Leave it to Fred Segal to bring this bespoke concept to the masses. The Cali company is launching The Blend, a set of ten black, color-coded rollerballs filled with different base notes, ranging from citrus to spices. When layered, the oils form thousands of different fragrances. But if you don’t have the creative genes of an Olsen and need direction, the kit comes with recipe cards to get you started—each indicating the number of circular swirls to apply on your pulse points to create a warm or zesty eau. And once you find your go-to combo, transporting the vials is simple and spill-proof.
A cult classic from the eighties is returning to counters in full force this month: Calyx. If you wore this iconic scent in its heyday, you already know that it was revolutionary in relation to the heady olfactory hits at the time (i.e., Dior Poison, Yves Saint Laurent Opium, Calvin Klein Obsession, and Charlie, “The fragrance for the fast lane”). Instead of evoking the femme-fatale vibe, this spritz was exactly the opposite: fruity, clean, and decidedly refreshing. The tangy top notes of grapefruit, mango, bergamot, and papaya were juxtaposed with a light floral heart (cyclamen, lily of the valley, and freesia), then rounded out by a base of musk, sandalwood, and vetiver. The finished product was citrusy, green, and instantly recognizable in that decade of excess. The only thing different about the blend this time around is that it’s stamped with Clinique (in lieu of Prescriptives—the Estée Lauder umbrella the fragrance originally fit under), and you likely aren’t pairing it with shoulder pads.

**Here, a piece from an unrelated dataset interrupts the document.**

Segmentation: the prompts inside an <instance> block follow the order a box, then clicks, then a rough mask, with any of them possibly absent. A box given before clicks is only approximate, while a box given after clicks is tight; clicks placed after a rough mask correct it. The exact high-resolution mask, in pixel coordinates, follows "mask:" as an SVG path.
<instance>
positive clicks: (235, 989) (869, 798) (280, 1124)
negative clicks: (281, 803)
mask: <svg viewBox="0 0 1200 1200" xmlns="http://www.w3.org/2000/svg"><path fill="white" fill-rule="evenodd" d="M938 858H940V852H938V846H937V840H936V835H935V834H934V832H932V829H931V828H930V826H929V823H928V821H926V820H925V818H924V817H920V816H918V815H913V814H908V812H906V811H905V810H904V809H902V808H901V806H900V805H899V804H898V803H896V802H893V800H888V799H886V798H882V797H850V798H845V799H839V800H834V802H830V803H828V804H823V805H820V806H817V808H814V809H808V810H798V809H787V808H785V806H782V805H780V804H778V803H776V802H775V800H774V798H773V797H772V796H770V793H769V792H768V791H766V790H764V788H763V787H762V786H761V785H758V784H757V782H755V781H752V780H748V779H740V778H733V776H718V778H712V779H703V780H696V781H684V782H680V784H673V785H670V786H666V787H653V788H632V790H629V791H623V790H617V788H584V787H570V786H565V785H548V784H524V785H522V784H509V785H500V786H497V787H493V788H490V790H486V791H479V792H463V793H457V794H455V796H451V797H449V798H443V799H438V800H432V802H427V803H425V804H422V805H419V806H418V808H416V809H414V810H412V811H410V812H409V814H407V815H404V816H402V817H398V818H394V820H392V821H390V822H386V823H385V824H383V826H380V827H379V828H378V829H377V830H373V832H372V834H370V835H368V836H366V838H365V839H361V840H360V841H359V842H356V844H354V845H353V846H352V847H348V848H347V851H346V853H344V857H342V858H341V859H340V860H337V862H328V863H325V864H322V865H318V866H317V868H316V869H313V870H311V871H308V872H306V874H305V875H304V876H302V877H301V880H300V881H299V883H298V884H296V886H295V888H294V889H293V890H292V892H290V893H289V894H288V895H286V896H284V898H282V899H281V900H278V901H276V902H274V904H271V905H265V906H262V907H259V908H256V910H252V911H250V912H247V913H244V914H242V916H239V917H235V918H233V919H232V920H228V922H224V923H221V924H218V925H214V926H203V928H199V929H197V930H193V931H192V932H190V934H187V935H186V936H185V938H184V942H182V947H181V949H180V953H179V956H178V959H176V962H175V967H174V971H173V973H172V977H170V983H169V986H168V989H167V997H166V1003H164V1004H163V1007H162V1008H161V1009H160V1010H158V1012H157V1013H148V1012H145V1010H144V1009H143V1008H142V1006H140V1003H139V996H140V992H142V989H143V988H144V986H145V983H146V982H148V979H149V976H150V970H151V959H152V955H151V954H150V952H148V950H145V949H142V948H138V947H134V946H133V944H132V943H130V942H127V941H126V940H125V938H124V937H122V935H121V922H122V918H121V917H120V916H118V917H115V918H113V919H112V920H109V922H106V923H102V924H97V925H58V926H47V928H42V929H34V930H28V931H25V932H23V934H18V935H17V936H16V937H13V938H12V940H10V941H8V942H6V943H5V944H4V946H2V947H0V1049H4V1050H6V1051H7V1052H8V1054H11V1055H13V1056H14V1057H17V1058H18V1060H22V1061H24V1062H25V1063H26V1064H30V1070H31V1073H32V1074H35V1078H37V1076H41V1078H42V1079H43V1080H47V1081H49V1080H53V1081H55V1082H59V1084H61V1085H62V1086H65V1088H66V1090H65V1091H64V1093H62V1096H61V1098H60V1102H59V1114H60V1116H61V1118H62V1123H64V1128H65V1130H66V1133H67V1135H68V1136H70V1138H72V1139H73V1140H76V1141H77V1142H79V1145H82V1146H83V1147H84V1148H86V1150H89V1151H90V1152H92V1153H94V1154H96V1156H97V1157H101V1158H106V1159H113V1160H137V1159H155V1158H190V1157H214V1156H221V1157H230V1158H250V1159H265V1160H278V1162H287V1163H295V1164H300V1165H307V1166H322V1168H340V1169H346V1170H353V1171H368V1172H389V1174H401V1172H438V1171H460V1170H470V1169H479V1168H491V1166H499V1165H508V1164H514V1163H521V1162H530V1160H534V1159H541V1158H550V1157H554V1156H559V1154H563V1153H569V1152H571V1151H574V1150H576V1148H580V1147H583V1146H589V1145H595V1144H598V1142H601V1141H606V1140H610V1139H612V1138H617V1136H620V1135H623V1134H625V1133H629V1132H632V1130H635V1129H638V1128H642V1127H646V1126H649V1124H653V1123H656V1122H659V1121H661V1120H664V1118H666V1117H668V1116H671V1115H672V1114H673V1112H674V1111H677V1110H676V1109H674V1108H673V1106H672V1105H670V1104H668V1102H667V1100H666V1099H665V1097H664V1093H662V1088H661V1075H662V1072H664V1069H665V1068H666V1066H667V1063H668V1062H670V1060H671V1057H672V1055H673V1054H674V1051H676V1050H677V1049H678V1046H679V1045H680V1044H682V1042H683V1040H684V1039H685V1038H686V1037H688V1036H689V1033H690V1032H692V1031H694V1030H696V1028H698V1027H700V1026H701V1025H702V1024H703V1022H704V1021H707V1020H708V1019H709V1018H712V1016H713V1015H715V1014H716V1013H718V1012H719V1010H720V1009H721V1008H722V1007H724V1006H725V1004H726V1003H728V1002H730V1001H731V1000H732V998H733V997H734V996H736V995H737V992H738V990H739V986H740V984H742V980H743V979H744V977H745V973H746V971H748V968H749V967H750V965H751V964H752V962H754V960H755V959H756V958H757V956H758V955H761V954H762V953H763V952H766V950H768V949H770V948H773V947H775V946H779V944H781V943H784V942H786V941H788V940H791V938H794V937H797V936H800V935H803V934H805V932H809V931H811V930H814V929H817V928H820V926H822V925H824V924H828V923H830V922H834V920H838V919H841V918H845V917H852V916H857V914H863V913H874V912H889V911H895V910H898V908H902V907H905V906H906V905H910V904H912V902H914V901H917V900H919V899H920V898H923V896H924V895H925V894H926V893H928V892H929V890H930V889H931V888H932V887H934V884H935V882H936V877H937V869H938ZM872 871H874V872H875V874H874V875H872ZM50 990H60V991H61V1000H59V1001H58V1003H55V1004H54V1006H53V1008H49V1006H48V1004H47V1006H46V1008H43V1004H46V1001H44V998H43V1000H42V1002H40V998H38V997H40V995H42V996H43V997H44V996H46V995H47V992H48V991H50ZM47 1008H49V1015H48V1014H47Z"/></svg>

We’ve never shied away from a manly fragrance, and the latest additions (both Brooklyn-born) to our boyish scent club are formidable indeed. First up: D.S. & Durga’s HYLNDS Spirit of the Glen. High concept and meticulous execution have become the MO for the brand, and its newest concoction, designed in collaboration with The Glenlivet (yup, the single malt scotch whisky), is certainly on par. In creating the scent, David Seth Moltz (the D.S. half of the scent duo) wanted to reference not just the finished liquor product, but all stages of its production—the crisp green of Speyside where Glenlivet is born, charred bourbon barrels, aged Limousin oak casks, and wild pineapple weed. There are hints of all before you are shepherded to an elegant finish: a dry-down of velvety, warm vanilla-laced wood as enticing as a generous glass of Glenlivet 18. And MCMC Fragrances’ newest release has distinctly masculine roots. The scent is based on its hugely popular Dude No. 1 Beard Oil. Upon discovering how many of her customers were also wearing it as a fragrance, perfumer Anne Serrano-McClain decided to make a cologne version. The woodsy blend (sandalwood, Haitian vetiver, and American-sourced cedarwood from Virginia) is at once spicy and smoky, and, on the skin, it has a smooth, husky quality. We surmise that this winter both will hold major olfactory appeal for either gender.
D.S. & Durga HYLNDS Spirit of the Glen, $180 for 1.7 oz, at Barneys New York; MCMC Dude No. 1, $75 for 1 oz, www.mcmcfragrances.com.